The companies proposed one fund; Sanders proposed another. They offered passive minority dilution; his bill writes a controlling stake with board seats. Citing their endorsement of the first to license the second is the move to watch. Their comfort tells you which fund they expect to get, not whether the one he wrote is safe.

## The precedent refutes the design

Sanders' two examples are built to avoid the exact structure he proposes.

Norway's oil fund, the one he names as the model and now past two trillion dollars, invests entirely outside Norway. By law it takes no controlling stakes in the domestic industry it draws from, and it splits the owner function, where the finance ministry sets strategy and parliament approves changes, from the investment function, where the central bank runs the portfolio. It also pays no checks to individuals; the fund feeds the national budget under a rule that caps the draw near three percent a year. Norway has neither the capture nor the constituency: the stake is abroad, and there is no dividend.

Alaska took the other half of the design. Its fund is passive and diversified, so the state captures nothing it regulates, but it pays per-capita checks, so it grew the pro-resource electorate. Each working fund avoids one of the two traps. Sanders' bill keeps the famous names and walks into both: a controlling stake in the domestic sector the same government regulates, paid out as dividends that make the public want it to grow.

## What I actually think

I am not arguing the public should get nothing. I have argued the opposite about my own trajectory, on the record and ahead of the wealth. The grievance is real. The human record was taken without permission or payment, and the value built on it is concentrating fast.

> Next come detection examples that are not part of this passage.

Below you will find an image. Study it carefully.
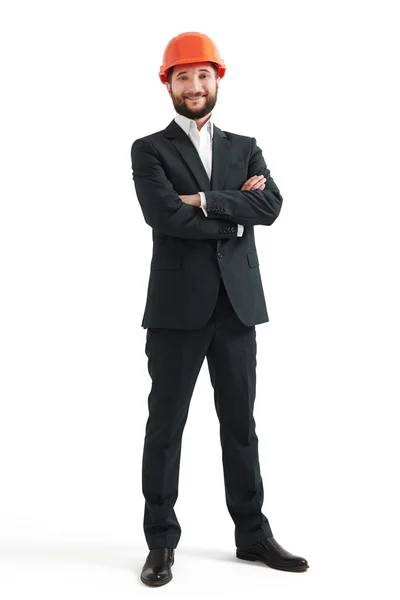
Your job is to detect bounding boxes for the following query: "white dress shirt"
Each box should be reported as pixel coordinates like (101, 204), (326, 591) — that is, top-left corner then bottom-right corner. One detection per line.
(175, 112), (243, 237)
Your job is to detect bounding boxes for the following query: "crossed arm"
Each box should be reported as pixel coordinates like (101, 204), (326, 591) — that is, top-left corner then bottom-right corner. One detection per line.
(131, 138), (282, 239)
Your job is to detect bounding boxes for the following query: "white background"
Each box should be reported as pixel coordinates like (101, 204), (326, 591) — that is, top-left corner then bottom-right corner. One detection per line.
(0, 0), (400, 600)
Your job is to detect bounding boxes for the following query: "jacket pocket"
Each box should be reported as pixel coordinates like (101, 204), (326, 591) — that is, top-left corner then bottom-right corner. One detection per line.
(247, 250), (260, 267)
(150, 252), (182, 271)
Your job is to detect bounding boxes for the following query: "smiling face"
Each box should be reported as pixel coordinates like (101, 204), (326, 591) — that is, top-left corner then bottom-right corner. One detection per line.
(166, 62), (220, 119)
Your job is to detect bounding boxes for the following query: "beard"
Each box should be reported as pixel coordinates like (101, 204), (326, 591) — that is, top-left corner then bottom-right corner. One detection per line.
(171, 88), (218, 119)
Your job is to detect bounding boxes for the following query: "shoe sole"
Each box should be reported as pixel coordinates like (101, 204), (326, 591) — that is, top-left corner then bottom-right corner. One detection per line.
(236, 550), (308, 573)
(140, 575), (172, 587)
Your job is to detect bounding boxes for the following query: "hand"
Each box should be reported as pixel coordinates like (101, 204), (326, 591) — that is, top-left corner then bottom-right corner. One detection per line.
(240, 175), (267, 190)
(178, 194), (201, 206)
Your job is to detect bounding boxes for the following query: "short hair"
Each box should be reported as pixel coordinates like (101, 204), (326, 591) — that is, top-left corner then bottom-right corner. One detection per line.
(167, 62), (218, 85)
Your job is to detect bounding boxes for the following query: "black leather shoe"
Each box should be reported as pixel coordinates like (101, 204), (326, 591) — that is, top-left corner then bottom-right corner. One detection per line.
(140, 548), (175, 585)
(236, 537), (308, 571)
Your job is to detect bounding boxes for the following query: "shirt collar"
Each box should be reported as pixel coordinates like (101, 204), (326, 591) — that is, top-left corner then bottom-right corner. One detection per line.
(175, 112), (214, 139)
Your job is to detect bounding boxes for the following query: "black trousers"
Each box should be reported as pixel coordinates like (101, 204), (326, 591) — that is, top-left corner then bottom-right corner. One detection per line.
(142, 279), (272, 549)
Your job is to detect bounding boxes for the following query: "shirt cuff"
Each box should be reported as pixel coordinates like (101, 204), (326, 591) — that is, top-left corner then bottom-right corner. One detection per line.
(199, 192), (208, 217)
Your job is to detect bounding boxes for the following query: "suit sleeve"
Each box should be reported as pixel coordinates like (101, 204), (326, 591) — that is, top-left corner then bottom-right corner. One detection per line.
(131, 138), (237, 240)
(199, 192), (244, 237)
(205, 138), (283, 226)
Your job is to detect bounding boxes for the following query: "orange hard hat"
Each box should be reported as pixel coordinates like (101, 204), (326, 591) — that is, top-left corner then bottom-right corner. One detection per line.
(158, 31), (226, 83)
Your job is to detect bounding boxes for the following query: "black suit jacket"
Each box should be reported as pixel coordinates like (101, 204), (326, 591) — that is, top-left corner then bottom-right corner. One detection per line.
(131, 120), (283, 329)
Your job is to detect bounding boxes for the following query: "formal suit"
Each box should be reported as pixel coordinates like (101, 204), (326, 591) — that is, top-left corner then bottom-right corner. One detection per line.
(131, 112), (282, 549)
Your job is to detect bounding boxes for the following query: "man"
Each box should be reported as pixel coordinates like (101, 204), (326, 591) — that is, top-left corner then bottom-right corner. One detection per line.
(131, 32), (308, 586)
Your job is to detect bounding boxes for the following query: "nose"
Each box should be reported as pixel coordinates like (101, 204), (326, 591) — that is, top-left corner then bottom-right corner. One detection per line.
(186, 77), (203, 96)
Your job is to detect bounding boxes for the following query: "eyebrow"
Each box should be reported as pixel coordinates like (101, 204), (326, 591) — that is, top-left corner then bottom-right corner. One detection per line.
(176, 69), (211, 77)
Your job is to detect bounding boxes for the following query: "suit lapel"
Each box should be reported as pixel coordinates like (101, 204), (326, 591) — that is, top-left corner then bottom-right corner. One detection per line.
(165, 119), (231, 192)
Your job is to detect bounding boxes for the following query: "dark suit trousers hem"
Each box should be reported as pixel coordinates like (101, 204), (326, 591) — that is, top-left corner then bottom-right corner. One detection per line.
(142, 279), (272, 549)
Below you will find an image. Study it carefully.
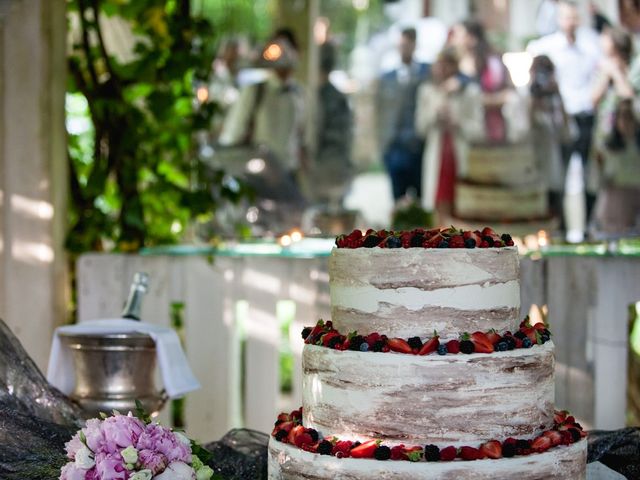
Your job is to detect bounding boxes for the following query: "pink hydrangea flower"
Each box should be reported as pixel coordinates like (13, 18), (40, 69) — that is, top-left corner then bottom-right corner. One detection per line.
(64, 432), (84, 460)
(96, 453), (129, 480)
(102, 415), (145, 453)
(59, 462), (87, 480)
(138, 450), (169, 475)
(137, 423), (191, 463)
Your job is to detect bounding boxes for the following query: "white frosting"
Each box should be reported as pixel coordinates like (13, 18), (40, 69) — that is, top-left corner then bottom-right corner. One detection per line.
(269, 438), (587, 480)
(331, 280), (520, 313)
(302, 342), (554, 446)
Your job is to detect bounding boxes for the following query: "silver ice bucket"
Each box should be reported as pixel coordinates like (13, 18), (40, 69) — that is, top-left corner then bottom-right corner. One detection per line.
(60, 332), (167, 418)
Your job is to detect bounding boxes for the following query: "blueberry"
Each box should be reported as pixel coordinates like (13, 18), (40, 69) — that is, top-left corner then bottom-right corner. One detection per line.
(387, 236), (402, 248)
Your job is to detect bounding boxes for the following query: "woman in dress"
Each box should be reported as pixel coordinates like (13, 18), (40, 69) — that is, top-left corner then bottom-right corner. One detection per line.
(450, 20), (513, 143)
(416, 48), (484, 225)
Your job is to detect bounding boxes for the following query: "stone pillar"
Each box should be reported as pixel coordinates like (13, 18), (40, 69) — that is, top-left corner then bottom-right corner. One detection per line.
(0, 0), (68, 370)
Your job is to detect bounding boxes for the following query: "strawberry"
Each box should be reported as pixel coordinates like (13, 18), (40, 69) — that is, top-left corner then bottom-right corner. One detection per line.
(447, 340), (460, 353)
(449, 235), (464, 248)
(486, 328), (502, 345)
(440, 447), (458, 462)
(471, 332), (493, 353)
(459, 447), (484, 460)
(542, 430), (562, 447)
(387, 338), (413, 353)
(481, 227), (498, 237)
(331, 440), (353, 458)
(287, 425), (305, 445)
(531, 435), (553, 453)
(294, 432), (314, 448)
(418, 330), (440, 355)
(480, 440), (502, 458)
(351, 440), (381, 458)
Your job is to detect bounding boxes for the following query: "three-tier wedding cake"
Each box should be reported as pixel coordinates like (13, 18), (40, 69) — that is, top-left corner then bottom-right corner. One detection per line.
(269, 228), (586, 480)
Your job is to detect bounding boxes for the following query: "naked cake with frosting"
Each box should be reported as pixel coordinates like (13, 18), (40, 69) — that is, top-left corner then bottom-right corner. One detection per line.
(269, 227), (586, 480)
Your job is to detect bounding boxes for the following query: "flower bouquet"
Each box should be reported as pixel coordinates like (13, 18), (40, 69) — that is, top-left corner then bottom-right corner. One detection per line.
(59, 406), (219, 480)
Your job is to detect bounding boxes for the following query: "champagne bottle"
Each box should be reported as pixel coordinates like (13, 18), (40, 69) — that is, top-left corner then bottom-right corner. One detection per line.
(122, 272), (149, 321)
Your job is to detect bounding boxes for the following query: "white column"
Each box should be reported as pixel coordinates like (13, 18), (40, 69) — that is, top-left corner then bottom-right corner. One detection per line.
(0, 0), (67, 370)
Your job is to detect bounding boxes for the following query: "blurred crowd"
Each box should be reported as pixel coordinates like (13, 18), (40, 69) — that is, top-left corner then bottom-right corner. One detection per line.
(202, 0), (640, 239)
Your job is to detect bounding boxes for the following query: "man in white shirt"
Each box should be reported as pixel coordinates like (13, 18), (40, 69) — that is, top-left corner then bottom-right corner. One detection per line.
(527, 0), (600, 213)
(219, 35), (304, 177)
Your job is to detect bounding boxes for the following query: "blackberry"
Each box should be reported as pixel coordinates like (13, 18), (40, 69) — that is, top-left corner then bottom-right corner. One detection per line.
(371, 340), (385, 352)
(362, 235), (382, 248)
(373, 445), (391, 460)
(569, 428), (581, 443)
(502, 336), (516, 350)
(502, 443), (516, 458)
(424, 445), (440, 462)
(464, 238), (476, 248)
(318, 440), (333, 455)
(409, 234), (424, 247)
(460, 340), (476, 353)
(349, 335), (364, 351)
(327, 335), (344, 348)
(386, 236), (402, 248)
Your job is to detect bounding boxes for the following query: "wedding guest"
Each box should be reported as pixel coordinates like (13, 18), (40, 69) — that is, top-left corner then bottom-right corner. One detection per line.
(527, 0), (600, 215)
(415, 47), (484, 224)
(376, 28), (430, 201)
(594, 98), (640, 236)
(450, 20), (513, 143)
(529, 55), (569, 223)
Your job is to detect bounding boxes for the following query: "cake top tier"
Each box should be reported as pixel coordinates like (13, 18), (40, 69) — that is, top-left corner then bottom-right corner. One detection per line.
(329, 229), (520, 338)
(336, 227), (513, 249)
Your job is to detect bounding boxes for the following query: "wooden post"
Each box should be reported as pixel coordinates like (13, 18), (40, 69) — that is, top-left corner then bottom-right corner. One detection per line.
(0, 0), (67, 370)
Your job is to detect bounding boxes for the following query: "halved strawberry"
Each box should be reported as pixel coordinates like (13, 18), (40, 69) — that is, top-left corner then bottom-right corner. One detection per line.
(486, 328), (502, 345)
(471, 332), (493, 353)
(387, 338), (413, 353)
(480, 440), (502, 458)
(542, 430), (562, 447)
(418, 330), (440, 355)
(350, 440), (381, 458)
(531, 435), (552, 453)
(458, 447), (484, 460)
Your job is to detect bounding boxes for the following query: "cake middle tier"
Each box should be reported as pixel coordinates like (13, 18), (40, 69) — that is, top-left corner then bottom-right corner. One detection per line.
(302, 342), (554, 446)
(329, 247), (520, 339)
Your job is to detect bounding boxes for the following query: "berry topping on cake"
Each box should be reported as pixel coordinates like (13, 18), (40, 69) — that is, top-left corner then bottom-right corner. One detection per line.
(317, 440), (333, 455)
(373, 445), (391, 460)
(350, 440), (380, 458)
(424, 445), (440, 462)
(418, 330), (440, 355)
(480, 440), (502, 458)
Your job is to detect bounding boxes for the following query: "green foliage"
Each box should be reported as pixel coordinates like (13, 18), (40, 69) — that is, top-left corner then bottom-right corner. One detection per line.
(67, 0), (244, 252)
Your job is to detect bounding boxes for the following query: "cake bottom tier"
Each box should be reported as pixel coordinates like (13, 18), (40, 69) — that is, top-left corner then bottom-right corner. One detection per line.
(269, 438), (587, 480)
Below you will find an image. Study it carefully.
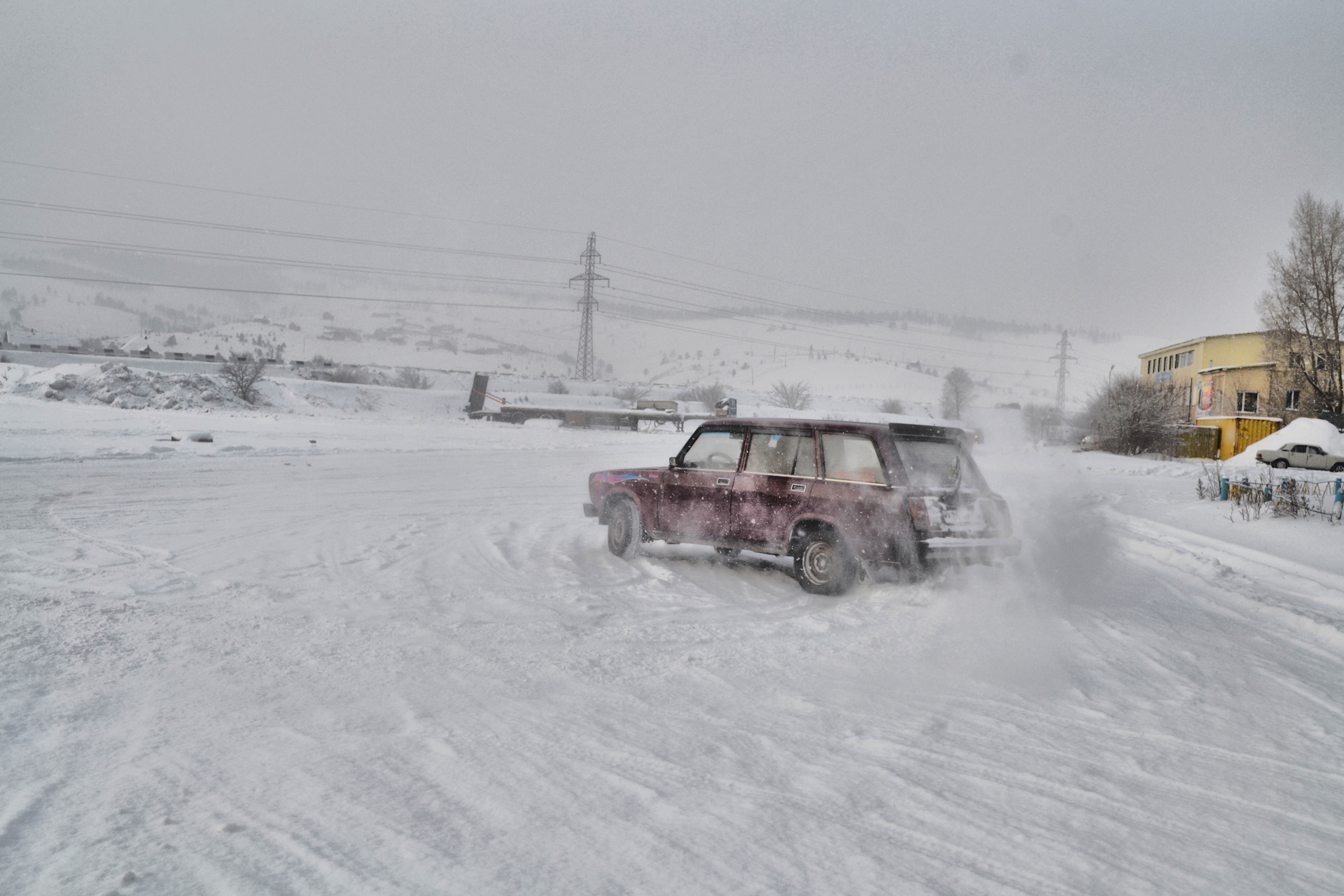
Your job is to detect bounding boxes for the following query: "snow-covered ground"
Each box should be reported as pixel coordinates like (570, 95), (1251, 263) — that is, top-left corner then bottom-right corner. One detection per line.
(0, 382), (1344, 896)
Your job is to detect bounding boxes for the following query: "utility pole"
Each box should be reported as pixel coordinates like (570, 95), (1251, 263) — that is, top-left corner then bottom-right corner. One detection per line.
(1050, 330), (1078, 414)
(570, 232), (612, 380)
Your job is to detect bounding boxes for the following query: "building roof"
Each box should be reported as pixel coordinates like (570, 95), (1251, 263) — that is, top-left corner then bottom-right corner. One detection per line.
(1138, 330), (1265, 357)
(1195, 361), (1278, 373)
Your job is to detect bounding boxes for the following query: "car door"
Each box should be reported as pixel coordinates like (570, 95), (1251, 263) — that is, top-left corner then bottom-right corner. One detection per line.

The disagreement is only about the instrument. If the goal is for the public to share AI's wealth, the fitting instrument is a claim on the wealth: a royalty, a levy, a fund pooled into public budgets the way Norway's is. If the goal is to restrain AI's harms, the fitting instrument is regulation: rules with penalties, written by a government whose solvency does not ride on the share prices it is ruling on. Each goal has an instrument that fits it. A 50 percent controlling stake fits neither. Sanders even grants that a government stake this large is "complicated"; the version that survives that complication is likely the passive one the companies already volunteered, leaving the dividend to do the political work and the control to exist on paper.

Ownership feels like control because the things we own are usually things we command. A controlling share in a company you are also meant to police is the case where that intuition fails. The surest way to guarantee a society never slows its most dangerous industry is to pay every citizen a dividend each time it speeds up.